Publications (selected)

  • “Authority, Religion, and the State.” Forthcoming in the Oxford Handbook of Early Modern Literature and Religion (2014).
  • “Agency and Ethics in Revenge Tragedy.”  Under submission.
  • “Wrong Turns in Donne’s ‘Goodfriday, 1613’.”  John Donne Journal 32 (2013).
  • “Book of Common Prayer.”  Blackwell Encyclopedia of Renaissance Literature (2012).
  • Liturgy and Literature in the Making of Protestant England. Cambridge University Press, 2007.

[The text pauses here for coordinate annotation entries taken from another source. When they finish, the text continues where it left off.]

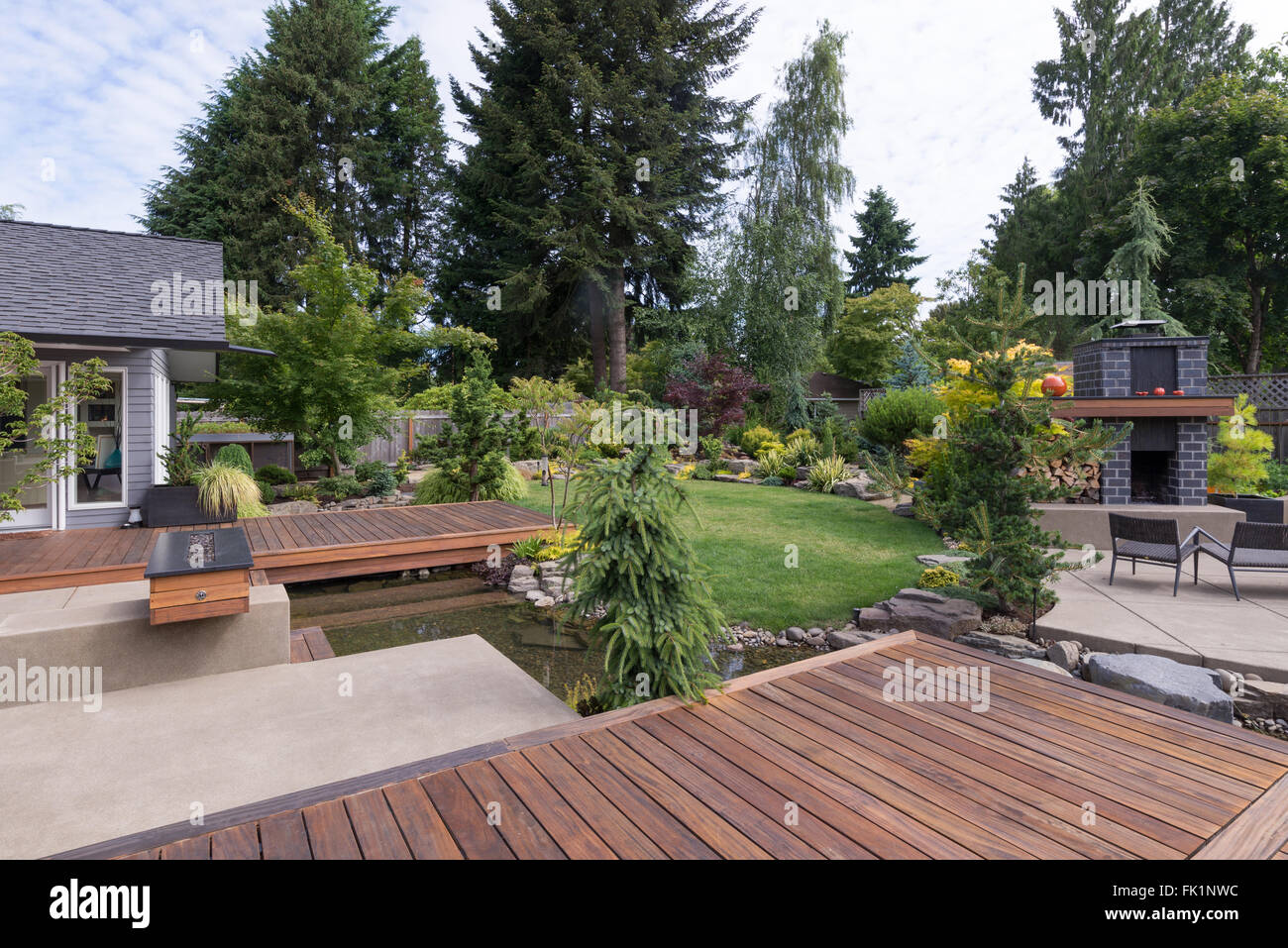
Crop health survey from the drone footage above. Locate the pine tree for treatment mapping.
[141,0,446,305]
[445,0,759,390]
[845,185,927,296]
[1089,177,1193,339]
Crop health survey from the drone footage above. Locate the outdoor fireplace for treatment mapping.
[1052,322,1233,506]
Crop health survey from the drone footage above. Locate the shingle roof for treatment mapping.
[0,220,226,344]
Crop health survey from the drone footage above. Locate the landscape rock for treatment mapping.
[1087,655,1234,724]
[1015,658,1073,678]
[1047,642,1078,671]
[954,630,1047,662]
[857,588,983,639]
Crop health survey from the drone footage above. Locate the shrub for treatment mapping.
[353,461,389,481]
[412,461,528,503]
[282,484,318,503]
[786,432,819,467]
[255,464,299,484]
[738,425,778,458]
[1208,394,1275,493]
[215,445,255,480]
[318,474,362,500]
[808,455,845,493]
[255,480,277,507]
[862,389,944,451]
[368,469,398,497]
[698,435,724,461]
[917,567,962,588]
[572,445,725,708]
[196,461,268,516]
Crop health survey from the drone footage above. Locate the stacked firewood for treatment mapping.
[1017,458,1100,503]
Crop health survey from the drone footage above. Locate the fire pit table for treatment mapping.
[143,527,255,626]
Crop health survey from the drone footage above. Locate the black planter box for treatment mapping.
[1208,493,1285,523]
[139,487,237,527]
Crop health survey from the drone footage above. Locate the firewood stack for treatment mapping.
[1018,459,1100,503]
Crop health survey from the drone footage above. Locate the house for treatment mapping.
[805,372,881,419]
[0,220,264,531]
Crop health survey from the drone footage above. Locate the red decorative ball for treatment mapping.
[1042,374,1069,398]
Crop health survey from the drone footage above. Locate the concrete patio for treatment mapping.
[0,635,577,859]
[1037,557,1288,682]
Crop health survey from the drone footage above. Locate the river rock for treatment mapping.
[1087,655,1234,724]
[1047,642,1078,671]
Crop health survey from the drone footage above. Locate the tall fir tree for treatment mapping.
[845,185,927,296]
[139,0,446,305]
[442,0,759,390]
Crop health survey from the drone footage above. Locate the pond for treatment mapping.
[287,570,814,700]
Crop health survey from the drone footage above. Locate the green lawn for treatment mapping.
[507,480,943,631]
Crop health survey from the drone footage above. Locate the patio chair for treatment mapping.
[1109,514,1199,596]
[1190,520,1288,599]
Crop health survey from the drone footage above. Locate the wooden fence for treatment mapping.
[1208,372,1288,461]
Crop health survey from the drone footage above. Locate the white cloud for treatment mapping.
[0,0,1288,290]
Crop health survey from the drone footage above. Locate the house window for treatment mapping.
[74,369,129,506]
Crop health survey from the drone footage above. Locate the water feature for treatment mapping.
[288,570,814,700]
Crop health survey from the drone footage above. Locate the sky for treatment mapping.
[0,0,1288,291]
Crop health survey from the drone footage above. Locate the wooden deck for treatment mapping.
[0,501,550,595]
[63,632,1288,859]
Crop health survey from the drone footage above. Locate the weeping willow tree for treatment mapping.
[1089,177,1192,339]
[574,445,724,708]
[722,21,854,404]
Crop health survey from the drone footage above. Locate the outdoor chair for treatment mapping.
[1109,514,1199,596]
[1190,520,1288,599]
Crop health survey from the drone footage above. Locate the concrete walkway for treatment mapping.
[0,635,577,859]
[1037,557,1288,682]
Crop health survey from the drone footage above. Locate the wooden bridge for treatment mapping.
[61,632,1288,859]
[0,501,550,595]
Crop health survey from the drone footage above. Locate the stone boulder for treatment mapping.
[1087,655,1234,724]
[1015,658,1073,678]
[855,588,983,639]
[1046,642,1078,671]
[956,629,1047,662]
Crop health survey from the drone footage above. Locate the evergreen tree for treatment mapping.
[443,0,759,390]
[572,445,724,708]
[139,0,446,305]
[845,185,927,296]
[1089,177,1193,339]
[717,22,853,398]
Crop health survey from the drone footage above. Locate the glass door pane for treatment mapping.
[0,369,54,529]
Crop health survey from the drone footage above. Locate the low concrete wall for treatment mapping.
[1033,503,1244,550]
[0,580,291,708]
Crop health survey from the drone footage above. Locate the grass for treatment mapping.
[507,480,943,631]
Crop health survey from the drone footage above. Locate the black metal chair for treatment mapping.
[1109,514,1199,596]
[1190,520,1288,599]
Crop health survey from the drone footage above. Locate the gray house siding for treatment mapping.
[36,348,164,529]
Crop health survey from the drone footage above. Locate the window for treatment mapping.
[73,369,128,506]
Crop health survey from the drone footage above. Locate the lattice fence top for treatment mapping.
[1208,372,1288,409]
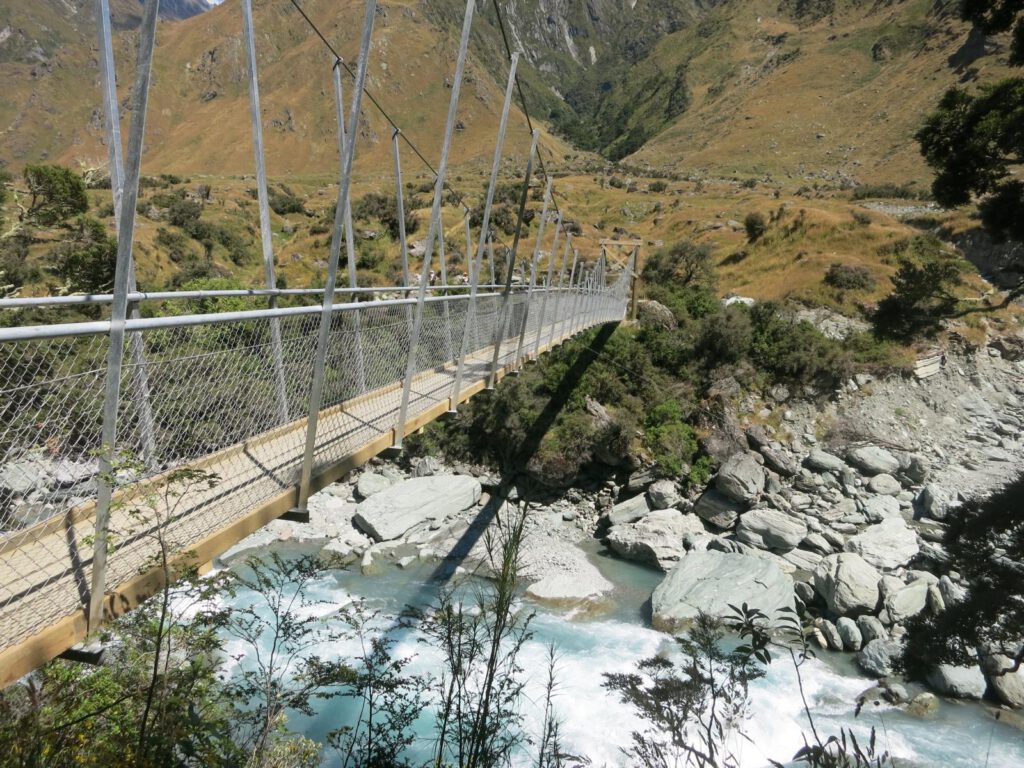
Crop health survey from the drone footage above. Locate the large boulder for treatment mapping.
[355,472,393,499]
[915,482,954,520]
[647,479,682,509]
[814,552,882,616]
[715,454,765,504]
[981,653,1024,710]
[846,517,921,569]
[651,551,796,633]
[857,638,903,677]
[637,299,679,331]
[352,475,481,542]
[928,664,985,698]
[608,509,705,571]
[846,445,899,475]
[885,579,928,624]
[736,509,807,552]
[804,449,846,472]
[608,494,650,525]
[693,488,743,528]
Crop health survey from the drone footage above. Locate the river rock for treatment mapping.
[693,488,743,529]
[857,639,902,677]
[651,551,795,633]
[608,509,705,571]
[715,453,765,503]
[867,472,903,496]
[857,613,889,643]
[352,475,482,542]
[915,482,953,520]
[906,691,939,718]
[884,579,928,624]
[846,517,921,569]
[836,616,864,650]
[981,653,1024,710]
[846,445,899,475]
[861,495,900,522]
[804,449,846,472]
[647,480,682,509]
[818,618,843,650]
[355,472,392,499]
[814,552,881,615]
[736,509,807,552]
[928,664,985,698]
[608,494,650,525]
[761,447,800,477]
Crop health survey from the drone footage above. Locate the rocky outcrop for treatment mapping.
[736,509,807,552]
[715,453,765,504]
[651,551,795,633]
[693,488,743,530]
[814,552,882,615]
[846,517,921,568]
[608,509,705,571]
[352,475,482,542]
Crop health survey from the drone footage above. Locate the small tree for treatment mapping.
[25,165,89,224]
[874,236,963,338]
[743,211,768,243]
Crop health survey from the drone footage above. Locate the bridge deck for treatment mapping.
[0,315,581,687]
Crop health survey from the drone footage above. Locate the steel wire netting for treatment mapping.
[0,281,627,649]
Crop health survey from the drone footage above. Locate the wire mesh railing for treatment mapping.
[0,280,628,651]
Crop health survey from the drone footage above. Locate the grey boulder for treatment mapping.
[928,664,985,698]
[608,494,650,525]
[814,552,881,615]
[857,639,902,677]
[608,509,705,571]
[693,488,743,528]
[804,449,846,472]
[352,475,481,542]
[715,454,765,503]
[846,445,900,475]
[651,551,796,633]
[846,517,921,569]
[647,480,682,509]
[736,509,807,552]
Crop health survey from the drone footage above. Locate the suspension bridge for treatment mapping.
[0,0,637,687]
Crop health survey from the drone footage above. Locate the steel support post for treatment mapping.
[96,0,157,467]
[451,49,519,403]
[548,232,572,345]
[391,128,413,337]
[481,232,498,285]
[437,211,455,361]
[242,0,289,424]
[487,129,541,389]
[534,211,562,358]
[89,0,160,630]
[334,59,367,394]
[512,176,554,370]
[392,0,475,450]
[294,0,377,515]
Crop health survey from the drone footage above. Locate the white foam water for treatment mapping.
[218,548,1024,768]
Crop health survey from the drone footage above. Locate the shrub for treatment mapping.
[267,189,306,216]
[50,216,118,293]
[743,211,768,243]
[824,263,874,291]
[25,165,89,224]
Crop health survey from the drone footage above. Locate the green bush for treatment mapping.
[824,263,874,291]
[49,216,118,293]
[24,165,89,224]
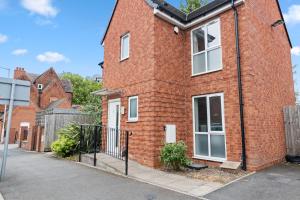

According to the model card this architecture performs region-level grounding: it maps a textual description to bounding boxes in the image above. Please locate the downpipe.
[231,0,247,171]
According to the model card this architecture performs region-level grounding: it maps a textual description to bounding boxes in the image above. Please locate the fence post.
[125,131,129,176]
[94,126,98,166]
[78,125,83,162]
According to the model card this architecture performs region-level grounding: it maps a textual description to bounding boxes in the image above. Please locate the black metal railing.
[79,124,132,175]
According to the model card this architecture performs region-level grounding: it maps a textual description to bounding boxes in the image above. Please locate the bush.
[160,141,190,170]
[51,124,80,158]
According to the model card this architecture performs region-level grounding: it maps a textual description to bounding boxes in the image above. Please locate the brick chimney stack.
[14,67,26,79]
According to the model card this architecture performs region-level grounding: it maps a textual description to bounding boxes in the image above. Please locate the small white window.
[121,33,130,60]
[128,96,138,122]
[191,20,222,75]
[38,84,43,90]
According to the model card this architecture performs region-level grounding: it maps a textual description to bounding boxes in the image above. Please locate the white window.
[191,19,222,75]
[121,33,130,60]
[193,94,226,162]
[128,96,139,122]
[38,84,43,90]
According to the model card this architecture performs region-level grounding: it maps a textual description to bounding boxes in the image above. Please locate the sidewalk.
[0,144,18,150]
[82,154,223,197]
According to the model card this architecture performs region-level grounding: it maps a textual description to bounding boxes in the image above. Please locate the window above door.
[128,96,138,122]
[191,19,222,76]
[121,33,130,61]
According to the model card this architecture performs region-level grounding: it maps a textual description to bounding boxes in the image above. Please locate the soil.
[164,168,249,184]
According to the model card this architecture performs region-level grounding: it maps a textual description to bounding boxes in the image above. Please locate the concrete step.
[81,153,125,174]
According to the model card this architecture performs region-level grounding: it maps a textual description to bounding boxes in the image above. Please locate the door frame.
[106,98,121,152]
[192,92,228,162]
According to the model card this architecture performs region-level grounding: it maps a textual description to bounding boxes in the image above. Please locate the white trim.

  • "Milton, Hobbes, and the Liturgical Subject.” Studies in English Literature, 1500-1900 (SEL), 44:1 (2004).
  • “Sacral and Sacramental Kingship in Shakespeare’s Lancastrian Tetralogy.” In Shakespeare and the Culture of Christianity in Early Modern England, ed. Taylor and Beauregard (Fordham UP, 2004).
  • “‘Fiery toungues’: Language, Liturgy, and the Paradox of the English Reformation.” Renaissance Quarterly 54.4 (2001).